Ajouté le 13/10/2014 - Auteur : bkermoal

D’avril à septembre 2014, Gilles Candar a tenu une chronique hebdomadaire dans le journal fondé par Jaurès, l’Humanité. Nous  continuons la publication sur le site de la Société d’études jaurésiennes de ses chroniques. Quatre nouveaux thèmes sont ici abordés : Jaurès, profondément internationaliste, s’est préoccupé de la diplomatie et des relations internationales. Dans ce cadre, il a porté un regard particulier sur la question des travailleurs immigrés. Attaché à l’émancipation sociale, il a également insisté sur le rôle bénéfique des syndicats. Enfin, conscient que le socialisme devait construire une humanité nouvelle, Jaurès s’est également penché sur le sport et l’éducation physique.

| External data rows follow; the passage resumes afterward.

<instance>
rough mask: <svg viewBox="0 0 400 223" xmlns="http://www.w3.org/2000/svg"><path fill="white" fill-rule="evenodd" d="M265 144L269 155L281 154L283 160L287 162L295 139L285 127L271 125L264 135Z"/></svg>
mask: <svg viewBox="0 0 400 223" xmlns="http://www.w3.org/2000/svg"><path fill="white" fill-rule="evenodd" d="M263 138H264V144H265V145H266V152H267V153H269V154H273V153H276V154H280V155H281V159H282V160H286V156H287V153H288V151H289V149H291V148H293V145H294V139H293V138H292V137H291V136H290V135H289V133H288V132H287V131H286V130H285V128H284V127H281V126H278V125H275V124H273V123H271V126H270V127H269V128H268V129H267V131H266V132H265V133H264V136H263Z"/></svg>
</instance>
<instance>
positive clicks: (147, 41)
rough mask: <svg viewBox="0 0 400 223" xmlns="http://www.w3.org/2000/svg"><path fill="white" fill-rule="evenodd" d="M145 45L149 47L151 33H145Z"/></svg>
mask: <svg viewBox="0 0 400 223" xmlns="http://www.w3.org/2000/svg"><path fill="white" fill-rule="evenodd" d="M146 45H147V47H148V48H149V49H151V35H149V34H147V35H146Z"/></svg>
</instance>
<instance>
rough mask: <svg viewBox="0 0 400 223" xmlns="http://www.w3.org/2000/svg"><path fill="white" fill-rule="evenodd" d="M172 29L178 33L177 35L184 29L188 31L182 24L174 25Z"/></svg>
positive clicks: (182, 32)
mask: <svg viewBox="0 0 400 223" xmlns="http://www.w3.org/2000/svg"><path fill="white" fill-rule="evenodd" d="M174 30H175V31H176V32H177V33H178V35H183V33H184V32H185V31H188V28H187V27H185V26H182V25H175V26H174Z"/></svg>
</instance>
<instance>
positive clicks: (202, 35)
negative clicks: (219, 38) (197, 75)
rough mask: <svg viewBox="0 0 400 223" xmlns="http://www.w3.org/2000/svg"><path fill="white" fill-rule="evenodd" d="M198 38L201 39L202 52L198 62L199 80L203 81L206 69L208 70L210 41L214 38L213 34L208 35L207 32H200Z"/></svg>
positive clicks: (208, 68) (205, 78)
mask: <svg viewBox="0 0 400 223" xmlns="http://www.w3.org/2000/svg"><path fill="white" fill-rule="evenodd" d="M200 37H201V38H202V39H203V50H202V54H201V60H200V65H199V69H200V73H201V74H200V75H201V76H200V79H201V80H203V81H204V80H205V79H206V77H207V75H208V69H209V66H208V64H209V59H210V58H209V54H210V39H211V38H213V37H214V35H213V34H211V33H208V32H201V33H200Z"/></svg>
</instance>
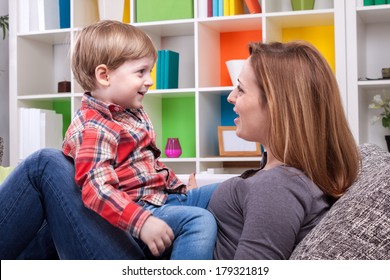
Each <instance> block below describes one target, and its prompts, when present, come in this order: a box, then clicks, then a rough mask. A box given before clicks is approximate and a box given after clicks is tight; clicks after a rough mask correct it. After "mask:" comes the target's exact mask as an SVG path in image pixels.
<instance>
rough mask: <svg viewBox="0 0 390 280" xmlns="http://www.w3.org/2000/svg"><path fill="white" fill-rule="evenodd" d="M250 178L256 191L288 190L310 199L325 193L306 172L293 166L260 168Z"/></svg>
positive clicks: (251, 182)
mask: <svg viewBox="0 0 390 280" xmlns="http://www.w3.org/2000/svg"><path fill="white" fill-rule="evenodd" d="M248 179H249V182H248V183H249V184H250V185H251V186H252V187H253V188H254V191H256V190H259V188H260V189H264V190H265V191H275V192H277V191H280V192H288V193H292V194H293V195H294V196H299V197H306V199H310V200H311V199H313V198H318V197H321V196H324V195H325V194H324V193H323V191H322V190H321V189H320V188H319V187H318V186H317V185H316V184H315V183H314V182H313V181H312V180H311V179H310V178H309V177H307V176H306V175H305V174H304V172H302V171H301V170H299V169H297V168H294V167H291V166H286V165H281V166H278V167H274V168H272V169H269V170H259V171H258V172H256V174H254V175H253V176H251V177H250V178H248Z"/></svg>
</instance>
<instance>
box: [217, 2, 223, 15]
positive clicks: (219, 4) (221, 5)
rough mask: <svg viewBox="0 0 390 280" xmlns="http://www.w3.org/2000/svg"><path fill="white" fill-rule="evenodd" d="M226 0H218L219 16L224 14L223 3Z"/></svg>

                                                                                                   

Jaurès et la diplomatie

La discussion du traité transatlantique sur le commerce entre l'Union européenne et les États-Unis d'Amérique pose à nouveau la question de la diplomatie secrète. Cette question n'est pas nouvelle. Elle constitue ainsi une des grandes critiques portées par Jaurès contre la diplomatie de son temps. Après L'Armée nouvelle, il aurait voulu écrire un livre sur la diplomatie que mènerait une France socialiste.

Comme souvent, face à ses critiques, ses adversaires accusent Jaurès de naïveté et d'idéalisme parce qu'il s'en prend aux traités secrets, aux combinaisons tortueuses nouées par des diplomates qui évitent de se référer aux assemblées élues, au suffrage universel et à la discussion publique. Pourtant, Jaurès persiste dans ses mises en garde. C'est pour lui essentiel. En République, les citoyens ont le droit de savoir. Le régime parlementaire alors en vigueur permet aux citoyens par l'intermédiaire de leurs élus d'interroger, de demander et d'obtenir une réponse sur les moindres détails du fonctionnement de l'administration, de la marche de la justice ou des affaires, des déclarations publiques des responsables, sauf dans le domaine réservé de la politique extérieure, réservé de fait aux ministres, aux hommes d'affaire et de presse, à une élite informée et s'estimant compétente. Jaurès s'en indigne. Quand nous demandons si la France est liée, quel est le contenu du traité qui nous lie à la Russie, dit-il, « quand nous demandons cela pour vous, on nous répond : vous n'avez rien à savoir, et le demander est un scandale et le demander est un sacrilège.... » et il conclut : « Et on vous appelle le peuple souverain ! Souverain dans les questions secondaires, esclave et muet dans les questions primordiales ! » (discours de Levallois-Perret, 27 février 1904).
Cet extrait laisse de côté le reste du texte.